= Azirivka =

Broken Ukrainian of Mykola Azarov

Azirivka (Азірівка) or Azirovka (Азіровка) is a derisive name for the broken Ukrainian of the former Ukrainian prime minister Mykola Azarov. The term is produced by the corruption of his surname in an exaggerated way according to the "rules" of Azirivka. The term was later applied to the speech of other Ukrainian politicians with poor command of Ukrainian. It should be distinguished from surzhyk, which is an arbitrary colloquial mix of several languages, akin to pidgin, most commonly Ukrainian and Russian, widespread in Ukraine.

==Background==
According to the 1989 Law of the Languages Ukrainian was declared the only official language in the country, and state officials were encouraged to speak Ukrainian in public. Many of them were Russian-speaking and struggled with Ukrainian in their speech, and they were often publicly derided. Among them of note are Viktor Yanukovych (see Yanukism) and Mykola Azarov.

Azarov speaks Ukrainian poorly. Nevertheless, he assured his constituents in early March 2010 that his government would be speaking Ukrainian.

== Characteristics==
The main features of Azirivka is liberal replacement of vowels o, e, y, with 'i' (Note: Azarov's liberal substitution with vowel 'i' comes from two sources. The first one is the phonetic shift o→i in many Ukrainian words (кот→кіт, он мог→вiн мiг) known as ikavism The second one is the confusion about the letter и, which corresponds to different phonemes in Russian and Ukrainian; the Ukrainian distinction of sounds i/и roughly matches the Russian distinction и/ы. In the most famous Azirovism кровососи→кровосiсi the first 'i' comes from the "hypercorrection" based on the first source, and the second 'i' comes from the second one.) and "akanye", replacement of the phonemes //o// with , typical of Russian speech. (The term "Azirivka" was produced by applying the first "rule".) Often this produced a hilarious effect, the most notable "Azirovism" being krovosisi (кровосісі), or kravasisi (кравасісі) with akanye, for "bloodsuckers". It is a result of Azarov's hapless attempt to "Ukrainize" the Russian word "krovososy". Quote: "…в країні сфармувался целий прашарак кравасісєф бюджетних коштів" [A whole layer of budget bloodsuckers has formed in the country]. The comedy effect comes from the word "sisi", which is a baby talk for "tits" in Russian, i.e., it may be heard as "bloody tits". The correct Ukrainian word is кровососи (krovososy).

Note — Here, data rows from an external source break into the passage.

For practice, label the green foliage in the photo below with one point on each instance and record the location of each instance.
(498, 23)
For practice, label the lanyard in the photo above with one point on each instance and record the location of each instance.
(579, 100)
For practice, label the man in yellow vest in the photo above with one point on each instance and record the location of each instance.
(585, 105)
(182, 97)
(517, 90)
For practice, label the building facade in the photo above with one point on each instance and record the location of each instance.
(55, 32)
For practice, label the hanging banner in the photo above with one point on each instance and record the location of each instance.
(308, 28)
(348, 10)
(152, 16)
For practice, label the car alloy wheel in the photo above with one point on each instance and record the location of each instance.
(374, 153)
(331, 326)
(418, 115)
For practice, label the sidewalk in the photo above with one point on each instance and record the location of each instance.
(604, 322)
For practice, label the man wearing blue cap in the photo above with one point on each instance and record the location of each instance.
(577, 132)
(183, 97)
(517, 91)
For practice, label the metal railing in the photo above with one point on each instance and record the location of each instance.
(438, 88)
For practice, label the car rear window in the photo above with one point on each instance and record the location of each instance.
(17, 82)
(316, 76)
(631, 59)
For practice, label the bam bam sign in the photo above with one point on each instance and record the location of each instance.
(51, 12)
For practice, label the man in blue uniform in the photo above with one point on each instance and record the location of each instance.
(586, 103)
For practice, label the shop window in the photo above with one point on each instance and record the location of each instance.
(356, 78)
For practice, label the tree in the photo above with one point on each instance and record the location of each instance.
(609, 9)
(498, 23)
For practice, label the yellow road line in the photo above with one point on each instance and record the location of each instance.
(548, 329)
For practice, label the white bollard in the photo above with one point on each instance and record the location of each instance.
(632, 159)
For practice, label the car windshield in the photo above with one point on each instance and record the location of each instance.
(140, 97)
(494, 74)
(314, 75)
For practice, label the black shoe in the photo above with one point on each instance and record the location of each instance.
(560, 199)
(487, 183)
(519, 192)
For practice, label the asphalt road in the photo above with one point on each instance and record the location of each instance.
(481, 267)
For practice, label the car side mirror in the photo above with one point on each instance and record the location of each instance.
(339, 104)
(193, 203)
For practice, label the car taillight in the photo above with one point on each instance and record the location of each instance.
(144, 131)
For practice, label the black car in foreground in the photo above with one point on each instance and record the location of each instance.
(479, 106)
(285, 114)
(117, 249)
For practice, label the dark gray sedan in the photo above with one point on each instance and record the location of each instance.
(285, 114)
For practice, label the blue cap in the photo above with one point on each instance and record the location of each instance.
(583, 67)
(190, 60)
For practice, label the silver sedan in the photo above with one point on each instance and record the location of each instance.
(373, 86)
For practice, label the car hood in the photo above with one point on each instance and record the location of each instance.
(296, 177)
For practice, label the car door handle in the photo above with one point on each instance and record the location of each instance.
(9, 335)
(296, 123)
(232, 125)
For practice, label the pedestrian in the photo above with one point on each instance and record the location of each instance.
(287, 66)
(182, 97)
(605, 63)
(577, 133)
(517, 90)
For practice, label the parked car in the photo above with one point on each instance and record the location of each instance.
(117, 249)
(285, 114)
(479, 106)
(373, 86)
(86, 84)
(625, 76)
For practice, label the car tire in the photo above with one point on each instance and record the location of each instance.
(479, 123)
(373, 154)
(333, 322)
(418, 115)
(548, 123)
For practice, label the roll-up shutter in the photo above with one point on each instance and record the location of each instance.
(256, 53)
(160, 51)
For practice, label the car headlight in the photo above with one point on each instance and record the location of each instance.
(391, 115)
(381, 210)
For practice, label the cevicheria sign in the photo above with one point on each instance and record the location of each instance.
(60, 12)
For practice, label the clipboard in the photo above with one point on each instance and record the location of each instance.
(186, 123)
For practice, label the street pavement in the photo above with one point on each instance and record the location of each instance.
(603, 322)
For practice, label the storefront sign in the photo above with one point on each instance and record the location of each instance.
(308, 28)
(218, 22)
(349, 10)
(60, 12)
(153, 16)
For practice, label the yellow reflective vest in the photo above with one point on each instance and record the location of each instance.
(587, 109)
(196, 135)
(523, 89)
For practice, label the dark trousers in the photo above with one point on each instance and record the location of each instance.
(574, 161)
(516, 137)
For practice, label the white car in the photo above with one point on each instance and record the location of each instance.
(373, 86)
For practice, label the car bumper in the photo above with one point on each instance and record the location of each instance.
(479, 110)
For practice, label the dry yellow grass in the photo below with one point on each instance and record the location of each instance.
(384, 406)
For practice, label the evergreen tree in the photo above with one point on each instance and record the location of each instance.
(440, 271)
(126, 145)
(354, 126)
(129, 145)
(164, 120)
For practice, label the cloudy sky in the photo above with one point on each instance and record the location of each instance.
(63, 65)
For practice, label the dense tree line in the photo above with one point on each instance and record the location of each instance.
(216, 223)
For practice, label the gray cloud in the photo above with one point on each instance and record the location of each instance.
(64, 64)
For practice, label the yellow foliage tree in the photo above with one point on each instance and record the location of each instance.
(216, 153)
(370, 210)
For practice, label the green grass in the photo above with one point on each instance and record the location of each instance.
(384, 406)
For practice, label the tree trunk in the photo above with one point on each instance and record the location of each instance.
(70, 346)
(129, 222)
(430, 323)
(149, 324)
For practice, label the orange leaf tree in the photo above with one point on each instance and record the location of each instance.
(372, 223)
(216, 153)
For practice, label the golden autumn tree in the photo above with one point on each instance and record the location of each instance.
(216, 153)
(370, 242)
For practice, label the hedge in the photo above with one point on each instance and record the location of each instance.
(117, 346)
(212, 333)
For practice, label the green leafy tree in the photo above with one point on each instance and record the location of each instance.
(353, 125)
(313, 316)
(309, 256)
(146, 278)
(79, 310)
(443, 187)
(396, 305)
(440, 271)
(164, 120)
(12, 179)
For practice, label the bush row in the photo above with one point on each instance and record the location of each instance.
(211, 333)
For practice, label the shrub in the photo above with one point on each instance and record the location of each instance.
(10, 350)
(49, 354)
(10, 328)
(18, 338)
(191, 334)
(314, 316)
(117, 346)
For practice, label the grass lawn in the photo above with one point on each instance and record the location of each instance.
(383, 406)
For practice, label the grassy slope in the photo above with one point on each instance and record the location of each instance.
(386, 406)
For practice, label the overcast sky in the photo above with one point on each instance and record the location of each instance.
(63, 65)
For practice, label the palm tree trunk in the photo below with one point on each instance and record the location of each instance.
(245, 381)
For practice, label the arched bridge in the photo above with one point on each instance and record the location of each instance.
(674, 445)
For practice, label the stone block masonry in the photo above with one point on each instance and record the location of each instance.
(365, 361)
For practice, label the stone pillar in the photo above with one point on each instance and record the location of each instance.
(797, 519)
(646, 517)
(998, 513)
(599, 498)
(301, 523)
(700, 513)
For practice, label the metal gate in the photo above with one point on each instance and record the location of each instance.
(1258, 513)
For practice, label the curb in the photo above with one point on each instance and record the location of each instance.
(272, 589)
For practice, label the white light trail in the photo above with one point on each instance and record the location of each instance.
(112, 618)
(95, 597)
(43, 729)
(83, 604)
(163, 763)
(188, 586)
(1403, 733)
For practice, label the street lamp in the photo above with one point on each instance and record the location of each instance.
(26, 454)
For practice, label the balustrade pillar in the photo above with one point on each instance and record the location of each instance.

Azarov's son, Oleksiy Azarov, also a politician, said that unless the term is used with the purpose of insulting, it should be treated indifferently and even with humor. Azarov himself treated this light-heartedly.

== In culture==
Deputy of the Rada Oleh Liashko called for the resignation of Azarov by reading a text from a paper written in Azirivka, however his microphone was quickly turned off.

Azirivka has become an element of humor during Euromaidan, when the words were coined, such as biikit for "boycott" or bimba for "bomb", and there was even an insult directed at Azarov: "Aзiрiв iдi на хiй!" ("Aziriv, idi na khij!"), which could be compared to: "Aziriv, go to hill!", although the Ukrainian original is much more insulting, comparable to "Putin khuilo". Many of "azirivisms", real or invented, are funny due to sexual innuendos: вагiн, госпідар, мінет, піздно/папізже/опіздав.

An example of a joke capitalizing on Azirovisms: "Альо, міліція? У вагіні бімба!" – "Микола Янович, це ви?" – "Ні, ці анінім" ("Alio, militsiia? U vahini bimba!" – "Mykola Yanovych, tse vy?" – "Ni, tsi aninim"). ("Hellio, police? There is a bimb in the vagin!" - Mykola Yanovych, is that you"? - "Ni, it is aninym!")

In the Ukrainian satirical animated series Fairytale Rus by Kvartal 95 Studio chancellor Azirov at the court of Tsar Viktor II (a hint to Viktor Yanukovych) speaks in an "ancient Rusian language" (на "древнеруськом"), a humorous mixture of Russian and Ukrainian resembling Azirivka.